The domain arrangement of Dock4 is largely equivalent to that of Dock180 (the archetypal member of the DOCK family) and other DOCK-A/B family members (35% sequence identity with Dock180, 39% with Dock2 and 54% with Dock3). Dock4, however, contains a unique set of motifs at its proline-rich C-terminus which include a Src-binding site that is shared with CED-5, the C. elegans ortholog of mammalian DOCK proteins. Dock4 also contains a DHR2 domain (also known as Docker2 or CZH2) which is conserved among DOCK family proteins and mediates GEF-dependent functions, and a DHR1 domain (CZH1/Docker1) which has been shown to bind PtdIns(3,4,5)P_{3}, an important step in recruitment to the plasma membrane.

==Regulation of Dock4 activity==
DOCK family proteins are inefficient at promoting nucleotide exchange on their own since they appear to adopt an autoinhibitory conformation in their resting state. The adaptor protein ELMO has been shown to bind DOCK proteins and induce a conformational change which relieves the inhibition and allows G proteins access to the DHR2 domain.
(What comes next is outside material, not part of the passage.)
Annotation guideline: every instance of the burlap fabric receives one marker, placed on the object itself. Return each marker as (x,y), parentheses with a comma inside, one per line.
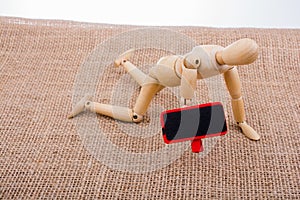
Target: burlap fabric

Binding to ELMO requires the atypical PH domain of ELMO and also involves an interaction between the N-terminal SH3 domain of DOCK and a proline-rich motif at the ELMO C-terminus. ELMO also binds the activated form of the small G protein RhoG and this has been shown to promote DOCK-dependent signalling by helping recruit the ELMO-DOCK complex to areas of high substrate availability (usually the plasma membrane). The C-terminus of DOCK proteins interacts with another adaptor protein, Crk. Dock4 undergoes RhoG/ELMO-dependent recruitment to the plasma membrane and promotes migration in fibroblasts. In rat hippocampal neurones Dock4 forms a trimeric complex with ELMO2 and CrkII which is required for the normal development of dendrites. More recently, a role has been described for Dock4 as part of the Wnt signalling pathway which regulates cell proliferation and migration. In this system Dock4 was reported to undergo phosphorylation by Glycogen synthase kinase 3 (GSK-3) which stimulated an increase in Dock4 GEF activity.

==Signalling downstream of Dock4==
DOCK family proteins contribute to cell signalling by activating G proteins of the Rho family, such as Rac and Cdc42. Dock4 has also been shown to activate Rap1, a feature not reported in any of the other DOCK family proteins to date. Dock4 dependent Rac activation regulates reorganisation of the cytoskeleton and leads to the formation of membrane protrusions (e.g. lamellipodia) which are a crucial step in neuronal development and cell migration. The effect of Dock4 on the Wnt pathway appears to be mediated through Rac activation as well as through GEF-independent associations with components of the "β-catenin degradation complex".

==Dock4 in cancer==
Mutations in Dock4 have been described in a number of cancers. The exact mechanism and extent to which it regulates cancer-associated signalling pathways is poorly understood thus far although a mutation in Dock4 which affects its GEF specificity has been reported to promote detachment and invasion of cancer cells.